In London, voters and election officials clapped their hands and sang to celebrate the start of voting, and one staff member banged on a drum improvised from a water container.
"It is the first time we have the right to vote and today I feel that I am born again," said Darbaz Rasool, 23, a Kurd who fled Iraq in 1994.
"I'm absolutely delighted, you can see the excitement on my face," said Iraq's ambassador to Britain, Salah Al-Shaikhly, who was applauded as he arrived at the station in Wembley, west London. "I'm over 60 and this is the first time I have been to an Iraqi polling station."
Many historians consider the last free elections in Iraq to have taken place in 1954, when opposition won seats in an election held under British colonial influence. Iraq was a constitutional monarchy at the time.
Iraq's new vote represented a rare exercise in democracy in the Middle East, especially in autocratic Syria.
In an interview with Arab reporters accompanying him on a state visit to Moscow, Syrian President Bashar Assad said he supported elections in Iraq in principle, but that "conditions were not ripe," citing a boycott call by some Sunni Muslims.

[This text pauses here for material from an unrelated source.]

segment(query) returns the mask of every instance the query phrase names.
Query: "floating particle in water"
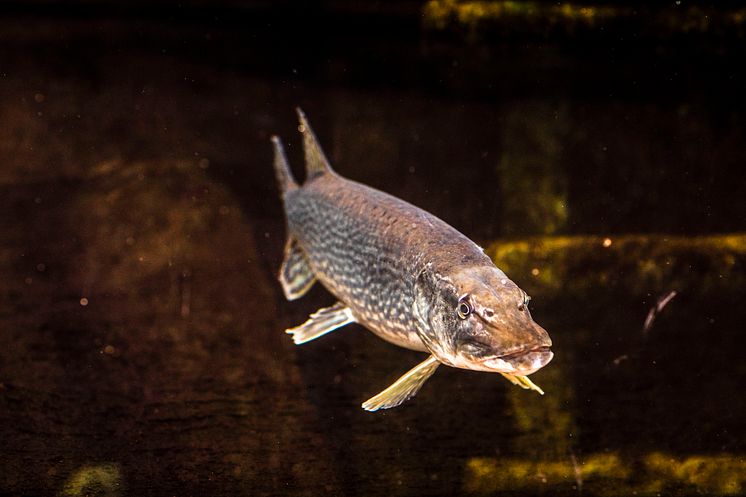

Only 280,303 of 1.2 million eligible expatriate Iraqis had registered by Tuesday's deadline, despite two extensions of the timeframe. The low numbers were largely attributed to a shortage of registration and polling places, fears of violence or reprisals and apathy.
Votes were being cast in Australia, United States, Britain, Canada, Denmark, France, Germany, Iran, Jordan, the Netherlands, Sweden, Syria, Turkey, and the United Arab Emirates.
When voting concludes on Sunday, the overseas counts will be sent to the operation's headquarters in Amman, Jordan, which will forward them to Baghdad. The results will be announced several days later.